Geoff Stead, of Kendal, recalls medicinal remedies in his childhood in the 1940s and 1950s.

REMEMBERING how, as infants and children, our health was maintained by watchful parents, the following comes to mind.

Recovering from whooping cough, I recall being wheeled in my pushchair a couple of miles to a small reservoir where, it was thought, the combination of fresh air in an elevated situation and water, would do the convalescent a great deal of good.

Another example of received wisdom, passed down from a previous generation, was the beneficial effects of breathing in the fumes of the fresh tarmacadam being laid in the road in front of our cottage. It was good for the chest, Mam declared.

The traditional oak corner cupboard containing our medicines hung on brackets in the kitchen was, I imagine, by 1950s standards, well stocked.

Besides basic items such as aspirin, a roll of sticking plaster for cuts, bandages and lint for more serious injuries, Sloan's liniment for muscle and joint pains, camomile lotion for itchy skin, golden eye ointment, and Fenning's fever cure, there were other trusted remedies.
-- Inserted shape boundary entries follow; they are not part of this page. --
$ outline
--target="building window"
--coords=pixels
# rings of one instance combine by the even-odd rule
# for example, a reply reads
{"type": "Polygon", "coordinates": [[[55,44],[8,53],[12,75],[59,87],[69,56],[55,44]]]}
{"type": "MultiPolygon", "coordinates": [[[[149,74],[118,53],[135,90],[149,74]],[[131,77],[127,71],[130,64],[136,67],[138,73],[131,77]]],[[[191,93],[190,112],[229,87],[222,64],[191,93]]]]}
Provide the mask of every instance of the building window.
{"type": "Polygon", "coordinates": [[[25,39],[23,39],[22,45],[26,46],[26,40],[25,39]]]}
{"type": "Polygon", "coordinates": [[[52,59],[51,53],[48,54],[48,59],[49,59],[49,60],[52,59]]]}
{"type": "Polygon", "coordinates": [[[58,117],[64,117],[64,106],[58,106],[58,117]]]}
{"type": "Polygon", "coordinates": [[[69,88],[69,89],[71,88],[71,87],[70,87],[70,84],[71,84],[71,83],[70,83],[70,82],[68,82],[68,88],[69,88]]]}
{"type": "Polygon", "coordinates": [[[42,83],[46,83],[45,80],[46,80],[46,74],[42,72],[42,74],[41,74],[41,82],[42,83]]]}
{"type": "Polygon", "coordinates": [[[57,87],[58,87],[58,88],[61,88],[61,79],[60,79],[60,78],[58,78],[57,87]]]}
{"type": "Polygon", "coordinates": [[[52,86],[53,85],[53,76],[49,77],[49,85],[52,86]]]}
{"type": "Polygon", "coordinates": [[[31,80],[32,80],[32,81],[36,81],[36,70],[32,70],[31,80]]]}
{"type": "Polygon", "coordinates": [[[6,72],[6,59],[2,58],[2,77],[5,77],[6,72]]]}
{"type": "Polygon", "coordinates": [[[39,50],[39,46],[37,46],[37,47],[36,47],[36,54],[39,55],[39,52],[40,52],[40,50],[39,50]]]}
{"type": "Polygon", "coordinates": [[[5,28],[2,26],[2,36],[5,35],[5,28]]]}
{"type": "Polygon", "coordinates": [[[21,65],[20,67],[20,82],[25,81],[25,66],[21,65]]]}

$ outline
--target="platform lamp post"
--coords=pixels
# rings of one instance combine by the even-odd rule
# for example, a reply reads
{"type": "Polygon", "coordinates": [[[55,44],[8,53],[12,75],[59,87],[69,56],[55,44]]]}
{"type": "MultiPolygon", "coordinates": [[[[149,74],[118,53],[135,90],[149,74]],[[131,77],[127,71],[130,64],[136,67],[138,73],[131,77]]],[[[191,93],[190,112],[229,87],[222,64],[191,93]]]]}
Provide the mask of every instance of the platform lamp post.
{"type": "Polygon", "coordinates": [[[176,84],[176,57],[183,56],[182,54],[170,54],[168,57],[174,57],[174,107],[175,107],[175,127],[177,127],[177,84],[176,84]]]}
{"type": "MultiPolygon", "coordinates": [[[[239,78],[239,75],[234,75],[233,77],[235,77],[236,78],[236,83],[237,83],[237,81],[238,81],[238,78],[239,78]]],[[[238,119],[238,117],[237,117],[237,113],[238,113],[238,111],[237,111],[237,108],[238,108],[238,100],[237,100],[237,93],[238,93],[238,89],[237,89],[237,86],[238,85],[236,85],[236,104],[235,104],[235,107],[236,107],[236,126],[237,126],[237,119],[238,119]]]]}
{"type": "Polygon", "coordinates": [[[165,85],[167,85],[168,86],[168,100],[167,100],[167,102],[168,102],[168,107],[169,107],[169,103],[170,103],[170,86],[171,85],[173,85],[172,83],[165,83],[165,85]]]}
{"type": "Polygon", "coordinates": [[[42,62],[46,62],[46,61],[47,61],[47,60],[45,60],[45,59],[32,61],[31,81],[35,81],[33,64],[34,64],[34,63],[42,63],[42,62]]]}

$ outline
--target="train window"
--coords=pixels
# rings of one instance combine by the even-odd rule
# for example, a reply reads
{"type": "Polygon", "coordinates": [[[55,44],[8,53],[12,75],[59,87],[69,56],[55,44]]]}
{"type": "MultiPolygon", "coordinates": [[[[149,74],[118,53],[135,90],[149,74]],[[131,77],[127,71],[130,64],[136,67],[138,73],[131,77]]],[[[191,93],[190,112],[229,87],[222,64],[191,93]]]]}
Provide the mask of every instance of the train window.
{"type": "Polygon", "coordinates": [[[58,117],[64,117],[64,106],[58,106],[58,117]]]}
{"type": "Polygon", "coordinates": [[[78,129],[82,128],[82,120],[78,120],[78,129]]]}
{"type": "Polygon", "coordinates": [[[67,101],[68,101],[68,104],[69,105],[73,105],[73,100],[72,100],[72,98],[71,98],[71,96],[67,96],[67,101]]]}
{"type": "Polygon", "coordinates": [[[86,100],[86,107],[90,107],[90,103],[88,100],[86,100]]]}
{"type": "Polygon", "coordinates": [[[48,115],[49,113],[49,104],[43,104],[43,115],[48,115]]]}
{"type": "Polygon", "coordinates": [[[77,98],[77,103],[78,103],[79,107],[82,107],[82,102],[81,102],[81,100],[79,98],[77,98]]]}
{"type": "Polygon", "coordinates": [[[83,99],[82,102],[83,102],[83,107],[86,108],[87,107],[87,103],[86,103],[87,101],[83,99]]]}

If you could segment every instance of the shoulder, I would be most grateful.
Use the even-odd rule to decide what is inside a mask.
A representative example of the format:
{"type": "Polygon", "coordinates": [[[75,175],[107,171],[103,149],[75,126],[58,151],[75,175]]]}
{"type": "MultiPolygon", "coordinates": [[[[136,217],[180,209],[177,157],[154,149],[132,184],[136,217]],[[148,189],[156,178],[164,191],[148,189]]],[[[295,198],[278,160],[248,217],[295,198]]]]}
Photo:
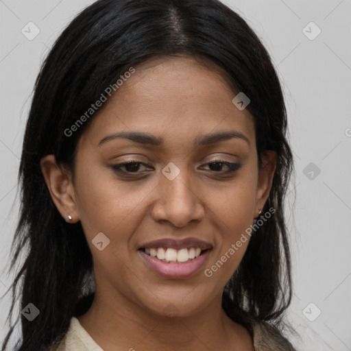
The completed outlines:
{"type": "Polygon", "coordinates": [[[64,339],[50,351],[103,351],[75,317],[71,318],[69,328],[64,339]]]}
{"type": "Polygon", "coordinates": [[[267,322],[252,324],[256,351],[296,351],[275,326],[267,322]]]}

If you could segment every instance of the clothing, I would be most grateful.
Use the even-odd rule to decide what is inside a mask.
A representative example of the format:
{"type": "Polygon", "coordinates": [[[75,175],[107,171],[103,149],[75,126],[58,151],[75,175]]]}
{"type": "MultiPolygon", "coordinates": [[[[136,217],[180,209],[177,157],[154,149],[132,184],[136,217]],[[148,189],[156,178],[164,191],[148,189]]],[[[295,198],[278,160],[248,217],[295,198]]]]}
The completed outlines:
{"type": "MultiPolygon", "coordinates": [[[[267,324],[253,326],[255,351],[295,351],[280,333],[267,324]]],[[[57,351],[104,351],[75,317],[57,351]]]]}

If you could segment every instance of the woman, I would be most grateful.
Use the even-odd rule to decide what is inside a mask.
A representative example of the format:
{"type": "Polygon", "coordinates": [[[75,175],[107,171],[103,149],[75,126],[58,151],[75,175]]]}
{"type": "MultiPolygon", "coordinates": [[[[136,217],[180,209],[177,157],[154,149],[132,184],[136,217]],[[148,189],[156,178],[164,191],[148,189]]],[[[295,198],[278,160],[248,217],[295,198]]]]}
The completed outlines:
{"type": "Polygon", "coordinates": [[[25,130],[17,350],[294,350],[286,129],[267,51],[221,3],[85,9],[25,130]]]}

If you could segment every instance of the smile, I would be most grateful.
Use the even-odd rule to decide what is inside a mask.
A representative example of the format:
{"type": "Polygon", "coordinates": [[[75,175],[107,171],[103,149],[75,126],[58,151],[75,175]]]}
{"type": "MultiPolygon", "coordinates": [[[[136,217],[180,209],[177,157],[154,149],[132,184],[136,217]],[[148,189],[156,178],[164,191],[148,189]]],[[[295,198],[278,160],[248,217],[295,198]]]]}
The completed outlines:
{"type": "Polygon", "coordinates": [[[199,247],[152,247],[138,250],[153,272],[168,279],[184,279],[195,275],[205,265],[210,252],[210,249],[202,250],[199,247]]]}

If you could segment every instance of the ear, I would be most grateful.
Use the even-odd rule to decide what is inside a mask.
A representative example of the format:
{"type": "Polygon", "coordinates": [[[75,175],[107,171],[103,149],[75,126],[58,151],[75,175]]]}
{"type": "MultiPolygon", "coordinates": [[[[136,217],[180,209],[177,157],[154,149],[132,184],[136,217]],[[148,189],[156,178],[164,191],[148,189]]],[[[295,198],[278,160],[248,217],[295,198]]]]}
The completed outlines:
{"type": "Polygon", "coordinates": [[[256,195],[257,217],[269,196],[277,160],[278,154],[274,151],[266,151],[263,156],[262,165],[258,169],[258,184],[256,195]]]}
{"type": "Polygon", "coordinates": [[[57,209],[66,222],[77,223],[79,218],[71,173],[57,165],[53,155],[41,158],[40,167],[57,209]],[[69,216],[72,219],[69,219],[69,216]]]}

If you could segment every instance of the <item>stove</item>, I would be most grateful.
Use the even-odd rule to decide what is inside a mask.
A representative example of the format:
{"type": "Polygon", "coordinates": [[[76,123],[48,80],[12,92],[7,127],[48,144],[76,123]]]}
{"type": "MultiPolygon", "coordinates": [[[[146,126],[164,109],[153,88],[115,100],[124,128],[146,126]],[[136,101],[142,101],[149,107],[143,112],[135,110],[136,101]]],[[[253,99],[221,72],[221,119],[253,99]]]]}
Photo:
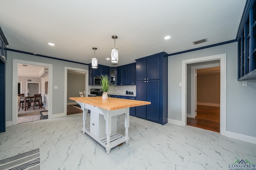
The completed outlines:
{"type": "Polygon", "coordinates": [[[103,90],[98,88],[91,88],[90,92],[90,94],[96,95],[96,96],[101,96],[103,93],[103,90]]]}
Colds were treated with menthol crystals dissolved in hot water, and inhaled from a bowl for half an hour with a towel over one's head.

As a child, two other remedies, which Mam set great store by, yet always filled me with dread, were senna pods, a powerful laxative, soaked in water overnight, then drunk as a kind of tea the following morning. Bicarbonate of soda, kept in a large jam jar was produced at the slightest symptoms of a stomach upset.

'It might make you sick, first', Mam would say, 'but then you'll feel better'. As always, she was right.